La gip di Bergamo Raffaella Mascarino ha convalidato il fermo per Moussa Sangare, il 31enne reo confesso dell’omicidio di Sharon Verzeni.
La giudice per le indagini preliminare ha anche disposto per l’italiano di origini malsane la custodia cautelare in carcere accusandolo di omicidio aggravato dalla premeditazione e dai futili motivi. L’udienza per la convalida del fermo si è tenuta poche ore fa nel carcere di Bergamo dove Sangare è rinchiuso da venerdì scorso per il delitto della 33enne barista, uccisa a Terno d’Isola la notte tra il 29 ed il 30 luglio. La gip Mascarino ha così accolto la richiesta della Procura della Repubblica di Bergamo.
Nel corso dell’interrogatorio di garanzia, durato due ore, Sangare ha confermato di aver ucciso Sharon Verzeni. Così come aveva già rivelato a carabinieri e Procura poco dopo che era stato rintracciato, quando è crollato. “Sono uscito di casa con quell’impulso, sentivo un feeling. Volevo e dovevo fare del male a qualcuno. Non so perché e a chi”, ha detto l’assassino alla giudice.
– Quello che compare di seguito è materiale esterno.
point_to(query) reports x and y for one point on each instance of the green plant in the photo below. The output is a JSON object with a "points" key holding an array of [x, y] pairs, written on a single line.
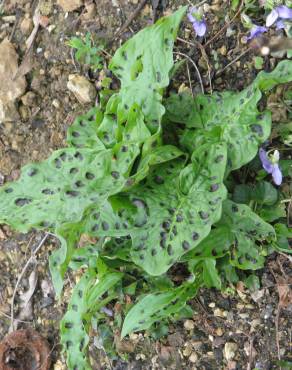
{"points": [[86, 52], [147, 182]]}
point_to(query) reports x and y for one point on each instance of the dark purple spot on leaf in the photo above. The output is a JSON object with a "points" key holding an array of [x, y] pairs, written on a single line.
{"points": [[203, 215], [257, 129], [89, 176], [115, 174], [158, 180], [73, 170], [170, 250], [219, 158], [20, 202], [214, 187], [186, 245]]}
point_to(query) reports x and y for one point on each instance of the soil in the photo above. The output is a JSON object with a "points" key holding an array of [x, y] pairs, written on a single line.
{"points": [[231, 330]]}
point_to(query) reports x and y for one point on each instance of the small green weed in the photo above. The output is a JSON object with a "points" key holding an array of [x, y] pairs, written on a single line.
{"points": [[86, 53]]}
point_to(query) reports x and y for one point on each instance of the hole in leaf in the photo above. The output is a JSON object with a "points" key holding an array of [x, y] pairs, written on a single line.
{"points": [[89, 176], [115, 174]]}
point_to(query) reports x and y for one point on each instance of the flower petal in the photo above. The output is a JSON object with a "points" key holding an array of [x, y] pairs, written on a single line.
{"points": [[280, 24], [200, 27], [255, 31], [266, 163], [272, 17], [276, 156], [284, 12], [277, 174], [193, 14]]}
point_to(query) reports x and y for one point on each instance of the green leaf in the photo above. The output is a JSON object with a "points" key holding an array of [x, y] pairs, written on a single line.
{"points": [[265, 193], [182, 204], [211, 277], [248, 232], [252, 282], [158, 306], [179, 107], [284, 234], [281, 74], [242, 194], [234, 118], [83, 132], [87, 295], [60, 189], [143, 65], [273, 213], [74, 330]]}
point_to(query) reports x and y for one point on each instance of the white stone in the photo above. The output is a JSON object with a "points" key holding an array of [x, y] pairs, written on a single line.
{"points": [[84, 91], [10, 88], [230, 349]]}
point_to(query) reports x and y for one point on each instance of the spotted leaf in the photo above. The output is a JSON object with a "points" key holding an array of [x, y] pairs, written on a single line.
{"points": [[60, 189], [235, 118], [158, 306], [87, 298], [143, 65]]}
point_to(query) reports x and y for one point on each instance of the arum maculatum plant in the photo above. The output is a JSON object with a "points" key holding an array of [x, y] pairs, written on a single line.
{"points": [[144, 184]]}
Bisogna ricordare che la premeditazione è contestata in quanto il 31enne era uscito di casa la notte del delitto portando con sé 4 coltelli.
Lo stesso Sangare ha contribuito dopo la confessione a far ritrovare le armi e gli abiti indossati: si trovavano sulle sponde del fiume Adda sul territorio di Medolago. A Suisio, nel Paese in cui viveva, sono stati effettuati nuovi rilievi del Ris all’interno dell’abitazione che il 31enne occupava. È stata sequestrato il fantoccio di sembianze umane con cui Sangare si allenava per colpire con i coltelli. Nel corso dell’interrogatorio il killer ha dichiarato di aver tagliato la gola a una statua nel parco di Termo d’Isola. E di anche aver minacciato due ragazzi.
“Ha spiegato che alcune azioni sono state fatte nei giorni successivi”, ha detto l’avvocato di Sangare Giacomo Maj. Ovvero dal disfarsi di coltelli e indumenti, fino al taglio di capelli e alle modifiche alla bicicletta usata quella notte, per non essere rintracciato. “Non pare – ha continuato Maj – che il 30enne fosse sotto l’effetto di droga quando ha ucciso Sharon senza un motivo, solo perché sentiva il feeling di fare del male. Ovvero con queste sensazioni che lo costringevano a fare qualcosa di male ma imprecisamente, non cosa e contro chi’’.
“Questo impulso a uccidere di cui parla il giovane è tipico degli psicopatici, ad esempio dei serial killer, non dei pazienti psichiatrici. Non c’entra con la malattia mentale. C’entra con la criminalità“, ha detto il presidente della Società Italiana di Psichiatria (Sip) Liliana Dell’Osso commentando le parole di Moussa Sangare.
Nelle scorse ore hanno destato polemica le parole di Awa, la sorella di Sangare, che ha detto di aver denunciato il fratello per tre volte: “Provò ad ammazzare anche me, i nostri appelli inascoltati”. Danneggiamenti, violenza domestica, maltrattamenti. Poi, la terribile notte del delitto. “È stata un’escalation. – ha affermato Awa – Io e mia madre Kadiatou abbiamo fatto di tutto per aiutarlo. Non volevamo credere a quello che ha confessato. Con mamma siamo scoppiate in lacrime. Forse però se ci avessero ascoltate Sharon sarebbe ancora viva. Il nostro pensiero va a lei e alla sua famiglia“.